Signs in concise English and blunt Arabic direct arrivals to a modest hall for baggage claims. As possessions catch up to us, a cue of concerned faces hobble around a small opening in a wall with ‘Baggage Issues’ printed faintly under a blinking neon light.
It’s a 40-minute ride to the capital, on a road funded by the Saudi government. Windows are down. A pungent, acidic scent of residues from olive factories and sheep saturates my face. My jet lag is sharpened.
Every few blinks and eye rubs, I catch a glimpse of a tiny, beige structure with a single window lit by a dim light, promising a cup of traditional Arabic coffee for mere cents. Despite the late hour, around 2:30 a.m., men group in wall corners and around stoves. Smoking, drinking tea or coffee. Always throwing a glance our way.
We pass signs for the Iraqi border, Ma’dabah; the province of mosaics and old churches, and the Dead Sea. Streets filled with restaurants, and falafel and shawerma joints rise up from the sand. Interrupted by mosques, government ministries and embassies. Official guards gesturing and yelling at their cell phones. Men and young boys are everywhere; as if sleep is reserved for women.
We took a right at a Moroccan bath, past the Bank of Independence, and stopped at an old car repair shop. Our apartment is just greasy around the corner.
We are back in Amman.
The capital lashes out with 30° during the day, defeated by a shy breeze in the intimate hours preceding dawn.
Life here is coated with sand. Wild cats have just as much presence as tourists. The next street over is called Abu Bakr Al-Siddiq Street, after one of the holiest of the Muslim figures, who fought side by side with the prophet Muhammad. Oddly enough, this area is widely known as Rainbow Street! Regardless, it is filled with coffee shops, restaurants, and gelato sanctuaries. The aroma of Armenian kabab spices and fresh falafel on sesame bread cured my jet lag.
Amman is loud.
Women, young boys, tradesmen, school buses, gas trucks, car alarms, constant beeping of horns, traffic shouts, truckers yelling sales, tourists, and of course, the call for prayer azan.

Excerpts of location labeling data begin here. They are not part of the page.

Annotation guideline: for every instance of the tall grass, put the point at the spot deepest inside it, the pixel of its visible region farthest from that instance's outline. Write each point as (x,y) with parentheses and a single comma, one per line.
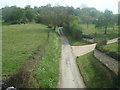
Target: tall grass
(19,42)
(47,72)
(95,74)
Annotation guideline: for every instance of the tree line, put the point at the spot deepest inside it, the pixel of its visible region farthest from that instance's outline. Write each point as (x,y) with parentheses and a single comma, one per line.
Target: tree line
(58,16)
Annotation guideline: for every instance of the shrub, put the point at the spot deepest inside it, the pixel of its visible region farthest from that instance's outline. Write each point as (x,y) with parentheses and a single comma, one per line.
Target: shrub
(77,33)
(100,43)
(87,36)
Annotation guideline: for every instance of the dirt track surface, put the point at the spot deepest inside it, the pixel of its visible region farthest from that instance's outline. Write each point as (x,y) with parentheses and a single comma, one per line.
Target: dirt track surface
(70,76)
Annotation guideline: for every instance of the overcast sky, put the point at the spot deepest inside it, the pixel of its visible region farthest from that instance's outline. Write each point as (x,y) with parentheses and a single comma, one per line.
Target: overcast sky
(98,4)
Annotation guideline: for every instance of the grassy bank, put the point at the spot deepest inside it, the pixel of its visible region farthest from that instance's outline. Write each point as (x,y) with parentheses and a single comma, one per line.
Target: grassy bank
(98,33)
(74,42)
(34,58)
(95,74)
(19,42)
(47,71)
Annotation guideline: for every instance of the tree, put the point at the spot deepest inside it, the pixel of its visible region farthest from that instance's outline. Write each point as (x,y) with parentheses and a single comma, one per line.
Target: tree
(55,16)
(85,17)
(105,20)
(12,14)
(29,13)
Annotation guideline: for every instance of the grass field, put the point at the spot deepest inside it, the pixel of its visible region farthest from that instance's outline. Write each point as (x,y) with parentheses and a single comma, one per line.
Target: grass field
(19,42)
(47,73)
(74,42)
(95,74)
(98,33)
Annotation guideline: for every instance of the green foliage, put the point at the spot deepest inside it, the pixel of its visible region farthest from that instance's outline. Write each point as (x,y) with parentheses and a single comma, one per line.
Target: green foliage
(98,33)
(105,20)
(19,42)
(95,74)
(47,72)
(100,43)
(12,14)
(72,27)
(111,50)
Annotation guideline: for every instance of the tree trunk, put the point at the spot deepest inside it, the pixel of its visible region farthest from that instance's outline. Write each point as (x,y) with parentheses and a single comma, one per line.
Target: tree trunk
(87,24)
(113,27)
(105,30)
(54,28)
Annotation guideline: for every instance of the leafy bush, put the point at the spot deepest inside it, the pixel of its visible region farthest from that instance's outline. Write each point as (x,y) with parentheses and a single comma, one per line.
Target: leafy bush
(87,36)
(77,33)
(100,43)
(73,28)
(109,52)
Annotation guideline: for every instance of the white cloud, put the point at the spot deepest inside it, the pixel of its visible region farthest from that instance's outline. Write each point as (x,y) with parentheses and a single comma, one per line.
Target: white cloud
(99,4)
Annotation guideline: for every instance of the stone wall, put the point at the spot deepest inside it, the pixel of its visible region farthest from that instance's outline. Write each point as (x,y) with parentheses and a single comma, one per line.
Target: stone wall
(111,63)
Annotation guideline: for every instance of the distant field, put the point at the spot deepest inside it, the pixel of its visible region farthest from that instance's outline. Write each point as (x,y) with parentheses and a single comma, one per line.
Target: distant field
(111,50)
(95,74)
(19,42)
(98,33)
(47,73)
(75,42)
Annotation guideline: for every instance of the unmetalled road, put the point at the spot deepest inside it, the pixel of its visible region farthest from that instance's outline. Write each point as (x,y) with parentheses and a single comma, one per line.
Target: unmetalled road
(69,76)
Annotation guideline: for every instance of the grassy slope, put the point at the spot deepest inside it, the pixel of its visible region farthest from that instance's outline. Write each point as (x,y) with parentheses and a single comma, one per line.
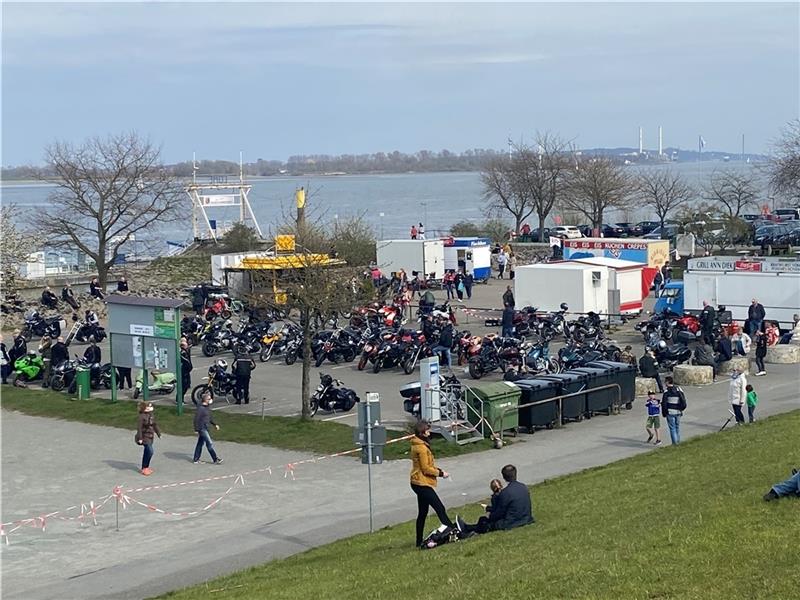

Most men here are dressed in tight, weather appropriate clothes. Women vary: those with hijab and denim, niqab, girls in summer dresses or tank tops and athletic pants, and female tourists in low-key, baggy attire – usually with a hat and sandals.
It’s been three days since we landed here, and we’re finally ready to start reporting; two Canadian and one Venezuelan journalist for a month… in this beautiful desert.